The fingerprint is non deterministic for events with a nested map
Closed this issue · 2 comments
When an event contains a nested data structure the order that this data is hashed in is not deterministic. A specific use-case for us is, that we add a location to each log event as a nested data structure:
mutate { add_field => { "[site][name]" => "test" } }
mutate { add_field => {
"[site][location][lat]" => "13.35"
"[site][location][lon]" => "4.5"
}
}
fingerprint {
target => "[@metadata][fingerprint]"
method => "SHA1"
key => "FingerPrintSeed"
concatenate_all_fields => true
}
When activating trace logging and monitoring the created string send to the SHA1 algorithm, one can observe different ordering (the dots indicate that this is a substring of the total string):
...|site|{\"name\"=>\"test\", \"location\"=>{\"lat\"=>13.35, \"lon\"=>4.5}}|...
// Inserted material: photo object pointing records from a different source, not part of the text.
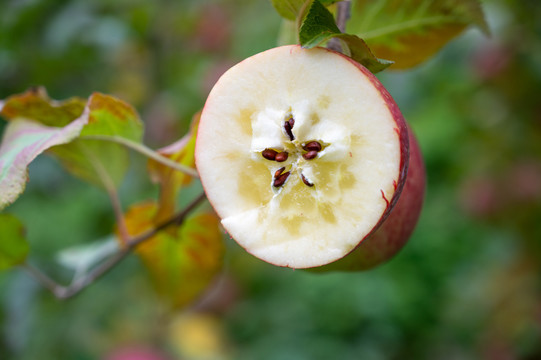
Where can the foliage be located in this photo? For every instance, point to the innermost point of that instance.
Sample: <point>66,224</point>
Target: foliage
<point>467,285</point>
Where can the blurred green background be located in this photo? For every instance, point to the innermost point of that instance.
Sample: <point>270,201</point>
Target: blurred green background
<point>466,286</point>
...|site|{\"location\"=>{\"lat\"=>13.35, \"lon\"=>4.5}, \"name\"=>\"test\"}|...
One solution to the above is if the fingerprint can recursively sort all maps that it encounter before concatenating the string. Alternatively it should throw a warning when a map is encountered to warn the user that the fingerprint is non-deterministic.
I would love to contribute on this, but my Ruby skills are very limited, so I am hoping that others can either provide some guidance, or have the necessary skills to implement a fix.
Best Regards
Lasse
Reported similarly here: #39
(related: https://twitter.com/_jakubhajek/status/1194615506583588864)